Page:Musset - Poésies, édition Nelson.djvu/43

La bibliothèque libre.
Cette page n’a pas encore été corrigée


Qu’ai-je fait? qu’ai-je appris? — Le temps est si rapide!
L’enfant marche joyeux sans songer au chemin;
Il le croit infini, n’en voyant pas la fin.
Tout à coup il rencontre une source limpide,
Il s’arrête, il se penche, il y voit un vieillard.
Que me dirai-je alors? Quand j’aurai fait mes peines,
Quand on m’entendra dire : Hélas ! il est trop tard ;
Quand ce sang, qui bouillonne aujourd’hui dans mes veines,
Et s’irrite en criant contre un lâche repos,
S’arrêtera glacé jusqu’au fond de mes os...
O vieillesse ! à quoi donc sert ton expérience?
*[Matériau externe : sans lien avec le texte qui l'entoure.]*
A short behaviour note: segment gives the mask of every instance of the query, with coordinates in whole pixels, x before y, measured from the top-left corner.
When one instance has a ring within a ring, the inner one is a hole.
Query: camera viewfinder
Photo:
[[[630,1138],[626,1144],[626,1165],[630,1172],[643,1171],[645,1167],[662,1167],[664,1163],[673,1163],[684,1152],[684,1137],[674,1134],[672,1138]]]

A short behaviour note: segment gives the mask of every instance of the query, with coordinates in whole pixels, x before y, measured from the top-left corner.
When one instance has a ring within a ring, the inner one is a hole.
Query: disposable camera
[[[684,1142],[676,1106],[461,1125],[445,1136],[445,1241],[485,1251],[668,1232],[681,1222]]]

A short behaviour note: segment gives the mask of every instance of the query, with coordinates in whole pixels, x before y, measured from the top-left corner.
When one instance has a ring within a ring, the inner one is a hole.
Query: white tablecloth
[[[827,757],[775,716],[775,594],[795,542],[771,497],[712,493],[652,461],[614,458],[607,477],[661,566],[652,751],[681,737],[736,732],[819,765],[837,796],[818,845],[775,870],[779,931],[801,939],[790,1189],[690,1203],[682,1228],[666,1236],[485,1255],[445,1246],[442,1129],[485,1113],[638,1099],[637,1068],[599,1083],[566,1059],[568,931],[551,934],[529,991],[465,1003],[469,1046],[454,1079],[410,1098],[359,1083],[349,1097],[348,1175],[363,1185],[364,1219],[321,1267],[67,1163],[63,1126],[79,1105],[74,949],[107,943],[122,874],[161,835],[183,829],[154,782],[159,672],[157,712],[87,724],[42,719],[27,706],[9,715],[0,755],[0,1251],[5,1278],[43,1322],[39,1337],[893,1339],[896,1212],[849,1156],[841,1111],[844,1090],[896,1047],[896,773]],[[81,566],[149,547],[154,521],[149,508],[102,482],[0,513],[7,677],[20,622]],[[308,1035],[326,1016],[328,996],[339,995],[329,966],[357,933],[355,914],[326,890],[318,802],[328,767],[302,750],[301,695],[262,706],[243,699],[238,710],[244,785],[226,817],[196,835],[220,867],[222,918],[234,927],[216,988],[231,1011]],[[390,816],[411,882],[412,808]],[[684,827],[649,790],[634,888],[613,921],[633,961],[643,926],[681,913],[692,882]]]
Que te sert, spectre vain, de te courber d’avance
Vers le commun tombeau des hommes, si la mort
Se tait en y rentrant, lorsque la vie en sort?
N’existait-il donc pas à cette loterie
Un joueur par le sort assez bien abattu
Pour que, me rencontrant sur le seuil de la vie,
Il me dît en sortant : N’entrez pas, j’ai perdu?
 
Grèce, ô mère des arts ! terre d’idolâtrie,
De mes vœux insensés éternelle patrie,
J’étais né pour ces temps où les fleurs de ton front
Couronnaient dans les mers l’azur de l’Hellespont.
Je suis un citoyen de tes siècles antiques ;
Mon âme, avec l’abeille, erre sous tes portiques.